AUGUST 12 ― It’s probably a bit unfortunate that the word “ghost” appears in this film’s title, as there’s every chance that a casual observer would automatically assume that this is a horror flick.
Having only previously seen the film’s title and a teaser poster, even I thought this new Malaysian film from debuting director Cho We Jun is a horror movie when I went to catch the film in the cinema.
So, let’s get this out of the way first ― Hungry Ghost Diner is not a horror flick!
In fact, I’d say that in spirit it feels more like one of those heartwarming Chinese New Year movies, except that this one is set during the Hungry Ghost Festival, which of course means that there will be ghosts involved, but not in the way you’d expect.
The film opens with a peek into the life of main character Bonnie when she was a small kid, at her mother’s funeral, which also happens to be right smack in the middle of the Hungry Ghost Festival.
Right away during this opening set-piece, the director sets up some interesting visual choices to depict the world of ghosts and phantoms during the month of the Hungry Ghost Festival, using a neon and blue tint in the visuals and also using the Wong Kar Wai-esque step printing technique that we all loved from Chungking Express.
I guess it’s safe to say that this prologue more or less establishes the fact that the young Bonnie can see ghosts, which any film fan would be able to predict just based on the film’s title and how the prologue is set out.
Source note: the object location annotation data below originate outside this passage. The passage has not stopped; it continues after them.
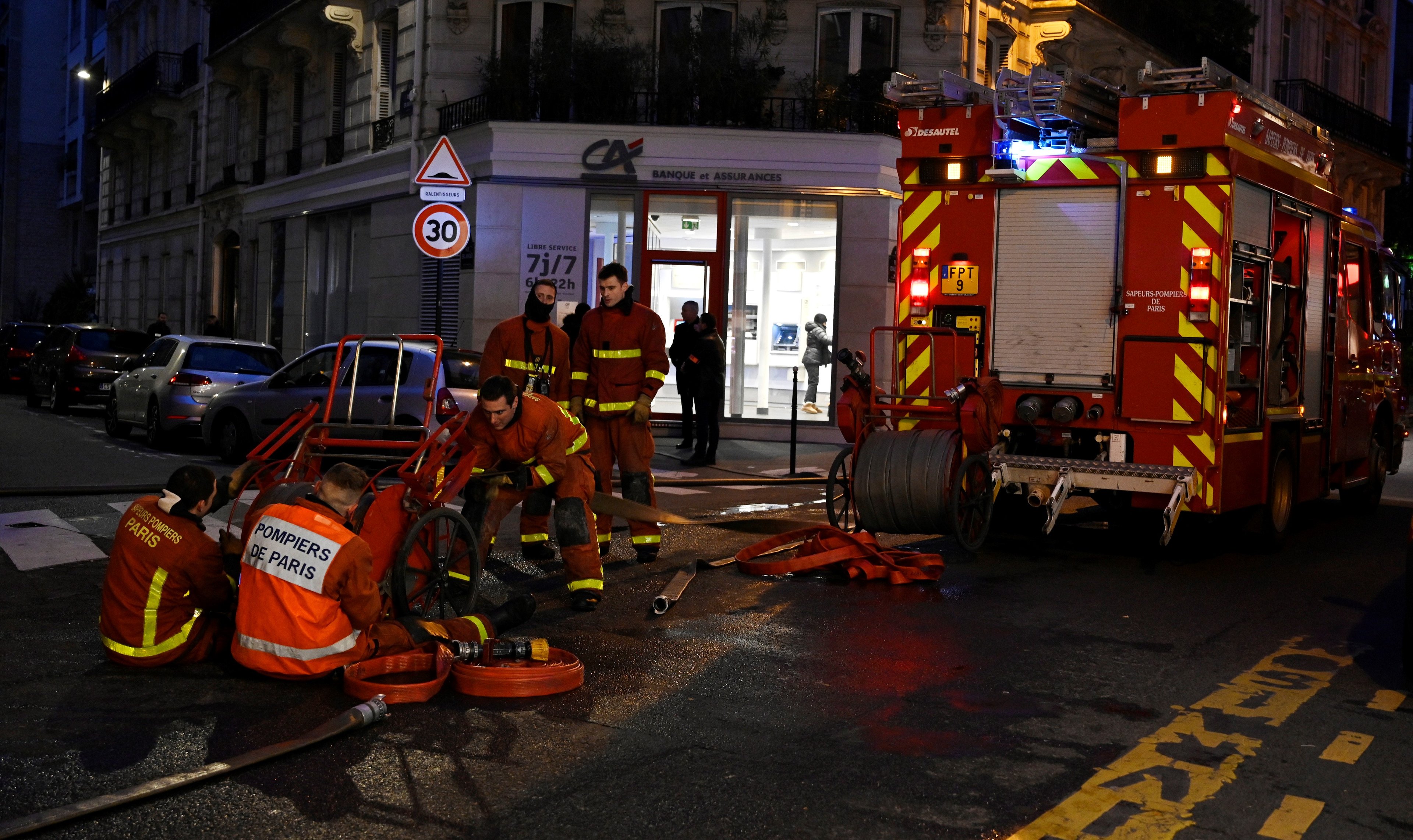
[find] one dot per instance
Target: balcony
(234, 19)
(164, 74)
(1343, 118)
(776, 113)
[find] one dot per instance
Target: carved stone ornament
(458, 17)
(348, 17)
(935, 27)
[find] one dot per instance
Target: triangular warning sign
(444, 167)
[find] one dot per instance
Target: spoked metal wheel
(839, 495)
(437, 574)
(973, 502)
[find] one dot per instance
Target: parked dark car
(77, 364)
(18, 341)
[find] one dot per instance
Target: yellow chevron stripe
(1079, 169)
(1204, 208)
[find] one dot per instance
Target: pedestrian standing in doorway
(159, 328)
(710, 358)
(684, 341)
(816, 354)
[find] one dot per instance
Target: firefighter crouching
(309, 603)
(548, 451)
(167, 593)
(619, 364)
(535, 355)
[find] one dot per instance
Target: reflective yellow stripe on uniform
(150, 647)
(481, 627)
(529, 366)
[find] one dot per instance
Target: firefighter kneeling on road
(619, 364)
(535, 355)
(309, 603)
(169, 588)
(548, 451)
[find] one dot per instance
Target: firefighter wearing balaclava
(619, 364)
(535, 355)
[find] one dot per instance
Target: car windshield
(114, 341)
(234, 359)
(463, 369)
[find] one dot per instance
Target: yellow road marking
(1347, 747)
(1292, 819)
(1387, 701)
(1165, 779)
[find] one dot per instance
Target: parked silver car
(170, 386)
(242, 417)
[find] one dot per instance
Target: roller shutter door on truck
(1055, 286)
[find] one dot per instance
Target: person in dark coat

The rest of the film spends time with the adult Bonnie, played by singer-actress Chen Keat Yoke, who now runs a food truck selling noodles somewhere in Kuala Lumpur.
Having forgotten that memory of seeing ghosts and phantoms when she was a kid, one night, which happens to be the beginning of the Hungry Ghost Festival, Bonnie gets a strange visit from her beloved uncle Ah Kiu, who seems to convey the message that all is not well with her father Bobby, who still lives in their hometown of Behrang.
So she makes her way back to Behrang. It is there that she finds out that her uncle Ah Kiu actually the night before, meaning that the Ah Kiu she met at her food truck was surely a ghost.
Still, she dismissed all this and gets into a terrible fight with her father, only to find herself stuck in Behrang afterwards, thanks to the newly enforced Movement Control Order, which of course meant that she couldn’t cross state borders to go back to Kuala Lumpur.
Being stuck in her hometown, and being able to see ghosts, meant that there are old scores that need to be settled and formerly broken familial relationships that need to be mended, with a lot of this up to Bonnie to figure out as she’s the one with the ability to see ghosts and communicate with them.
As I said before, this is where that Chinese New Year spirit comes into play in the movie, with the director We Jun nimbly alternating between gentle comedy and soulful family drama, helped immensely by the uniformly strong performances by the cast.
Make no mistake, this is not your typical Malaysian Chinese indie movie, even if it arrives at local cinemas this week on the back of some festival showings and even a Netpac Award win at the 27th Bucheon International Fantastic Film Festival.
Nope, there are no longueurs here and definitely no extended scenes of people sitting around tables smoking cigarettes in silence.
There’s an approachability and easy charm to the whole enterprise that makes sitting through this film a surprisingly effortless and enjoyable one. In fact, I’d dare say that this one has legit commercial values and prospects!
If there’s one weakness that might harm the film (which also happens to be one of its strengths), I think that it’s the film’s peculiar uniqueness, this sweet middle ground that it occupies between a gentle family comedy and heartbreaking drama, that will make it hard for people to classify and describe the movie, which in marketing terms will mean that the sales people will find it a bit hard to really sell it to its target market because the target is pretty vague to begin with.
And I found parts of the score a bit of an awkward fit as well, which will sometimes take you out of the movie.
Still, overall, this is a genuinely impressive and admirably unassuming debut effort from Cho We Jun, whom I’ve been keeping watch on ever since I first saw his short film Salvaj back in 2015.
This makes it two out of two solid hits so far in his short career as a filmmaker, and I’m already looking forward to whatever he comes up with next.
* This is the personal opinion of the columnist.